To offer consistent, relevant and personalised prices for customers, retainers need to understand customer behaviours, especially as the path to their purchase decisions becomes erratic across touchpoints. Digital twins — virtual representations of processes, things, environments or people — can simulate behaviour and predict outcomes, including customer behaviour and preferences. Examples include Adidas’ Speedfactory, to improve the quality, speed and overall efficiency of the company’s entire sporting goods product chain. The city of Singapore also has a full-scale digital twin of itself that can analyse future household energy storage.
Adoption of mobile payments and retailer mobile apps also supports the predicted move toward mainstream adoption of real-time in-store pricing. “Many consumers who have downloaded a retailer’s app use it for online purchases; others use it to obtain a coupon or discount offer that they can use in a physical store,” Mr Hetu added.
However, retailers face some customer experience and technology challenges in ensuring that the correct price is accessible in real time. “Retainers need to educate customers in understanding the dynamic nature of pricing, which means that prices can rise or fall unexpectedly. Retailers also need to be better at managing delays in updating over-inventory and under-inventory levels,” observed Mr Hetu.

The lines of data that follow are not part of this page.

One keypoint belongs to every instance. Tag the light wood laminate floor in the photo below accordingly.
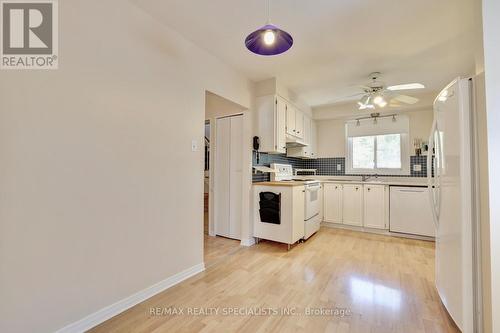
(380, 284)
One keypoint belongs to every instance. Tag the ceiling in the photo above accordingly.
(337, 43)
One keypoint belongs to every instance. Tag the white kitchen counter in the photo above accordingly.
(395, 181)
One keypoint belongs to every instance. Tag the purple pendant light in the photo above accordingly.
(269, 40)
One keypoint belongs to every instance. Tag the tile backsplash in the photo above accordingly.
(332, 166)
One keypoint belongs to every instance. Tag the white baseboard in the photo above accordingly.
(248, 242)
(375, 231)
(110, 311)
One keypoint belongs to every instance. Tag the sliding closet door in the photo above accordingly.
(221, 176)
(235, 177)
(228, 176)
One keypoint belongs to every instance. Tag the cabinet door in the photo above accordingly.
(280, 126)
(290, 119)
(313, 138)
(332, 202)
(374, 206)
(352, 204)
(299, 123)
(307, 137)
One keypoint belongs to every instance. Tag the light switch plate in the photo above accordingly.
(194, 145)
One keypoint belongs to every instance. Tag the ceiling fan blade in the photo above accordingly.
(406, 86)
(406, 99)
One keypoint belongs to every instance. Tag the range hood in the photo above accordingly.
(292, 142)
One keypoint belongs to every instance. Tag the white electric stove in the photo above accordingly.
(312, 220)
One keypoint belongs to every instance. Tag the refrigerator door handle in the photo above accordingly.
(430, 180)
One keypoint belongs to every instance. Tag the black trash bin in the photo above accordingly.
(270, 207)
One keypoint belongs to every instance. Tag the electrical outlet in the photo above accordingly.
(194, 145)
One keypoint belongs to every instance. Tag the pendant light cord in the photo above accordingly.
(268, 11)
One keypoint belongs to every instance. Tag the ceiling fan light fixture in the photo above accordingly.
(407, 86)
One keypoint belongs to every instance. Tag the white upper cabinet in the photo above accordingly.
(299, 123)
(313, 140)
(271, 113)
(375, 212)
(352, 204)
(294, 121)
(290, 120)
(277, 120)
(310, 139)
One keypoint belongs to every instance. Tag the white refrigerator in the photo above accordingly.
(453, 197)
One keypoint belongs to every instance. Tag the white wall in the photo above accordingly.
(331, 132)
(491, 28)
(100, 193)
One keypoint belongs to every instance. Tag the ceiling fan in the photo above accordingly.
(377, 94)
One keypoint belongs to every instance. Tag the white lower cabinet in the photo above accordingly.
(332, 202)
(352, 204)
(375, 206)
(361, 205)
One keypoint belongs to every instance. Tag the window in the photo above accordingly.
(380, 148)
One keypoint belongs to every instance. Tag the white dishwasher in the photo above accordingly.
(410, 211)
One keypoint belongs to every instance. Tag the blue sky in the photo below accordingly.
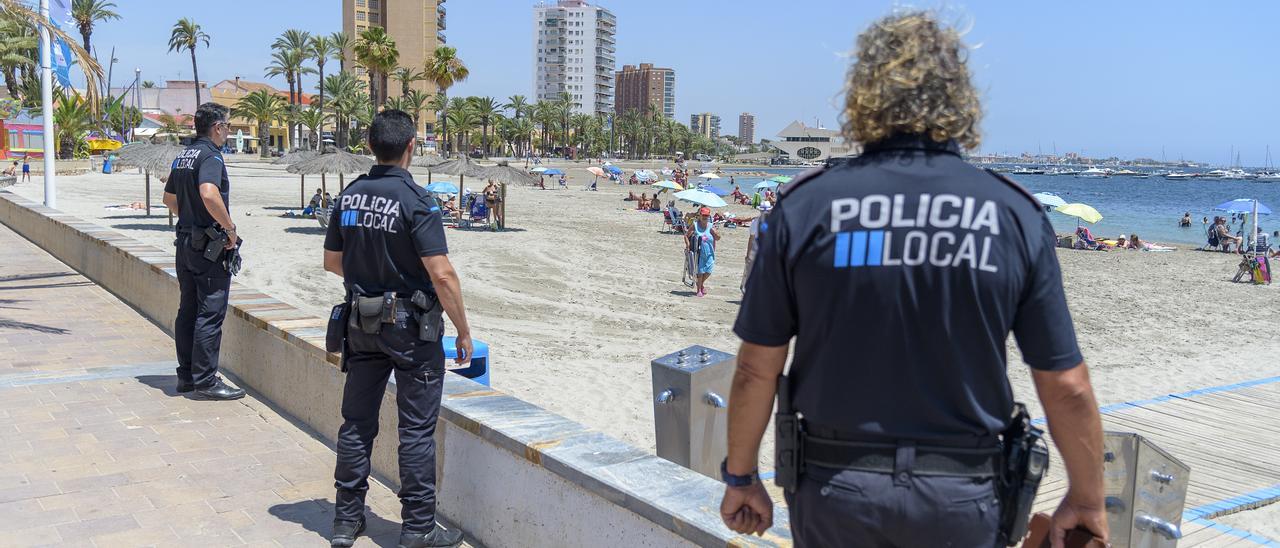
(1197, 80)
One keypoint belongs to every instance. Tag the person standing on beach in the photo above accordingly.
(702, 240)
(199, 193)
(863, 263)
(385, 240)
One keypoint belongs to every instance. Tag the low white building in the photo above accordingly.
(799, 142)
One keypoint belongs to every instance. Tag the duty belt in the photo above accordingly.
(883, 457)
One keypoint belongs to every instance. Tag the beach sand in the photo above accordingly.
(581, 292)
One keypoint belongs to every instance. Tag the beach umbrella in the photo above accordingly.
(713, 190)
(150, 158)
(332, 160)
(667, 185)
(442, 187)
(700, 197)
(1243, 205)
(1082, 211)
(1048, 199)
(293, 158)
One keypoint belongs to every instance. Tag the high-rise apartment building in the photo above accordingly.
(645, 88)
(574, 45)
(745, 128)
(705, 124)
(417, 28)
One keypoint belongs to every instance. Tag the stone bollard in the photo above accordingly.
(690, 414)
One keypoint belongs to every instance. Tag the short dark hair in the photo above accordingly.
(391, 132)
(209, 114)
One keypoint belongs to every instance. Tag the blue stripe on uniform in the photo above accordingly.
(876, 249)
(841, 250)
(859, 249)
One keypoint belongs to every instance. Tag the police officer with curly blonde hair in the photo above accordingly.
(900, 274)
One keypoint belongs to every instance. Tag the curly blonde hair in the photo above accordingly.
(910, 77)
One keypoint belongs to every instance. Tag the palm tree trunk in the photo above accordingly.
(195, 74)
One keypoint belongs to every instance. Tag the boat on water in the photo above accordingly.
(1093, 173)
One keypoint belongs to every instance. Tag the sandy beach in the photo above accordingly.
(581, 292)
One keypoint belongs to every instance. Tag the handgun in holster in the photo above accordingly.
(430, 323)
(1023, 464)
(789, 447)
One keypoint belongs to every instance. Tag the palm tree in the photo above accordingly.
(342, 42)
(264, 108)
(88, 12)
(517, 104)
(406, 76)
(323, 49)
(375, 50)
(187, 35)
(314, 120)
(444, 68)
(485, 109)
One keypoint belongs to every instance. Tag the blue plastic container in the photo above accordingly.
(479, 369)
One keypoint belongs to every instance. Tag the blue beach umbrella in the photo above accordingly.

To manage pricing signage, some retailers are using electronic shelf labels or digital shelf edge technologies. However, for the many that don’t use digital labels, associates must change price labels manually. This is a high-risk source of mistakes and a limitation to the frequency a retailer can adjust prices.
“Retailers must focus on enabling technologies such as a unified retail commerce platform, which uses centralized data for inventory, pricing, loyalty and other information to facilitate a continuous and cohesive experience,” said Mr Hetu.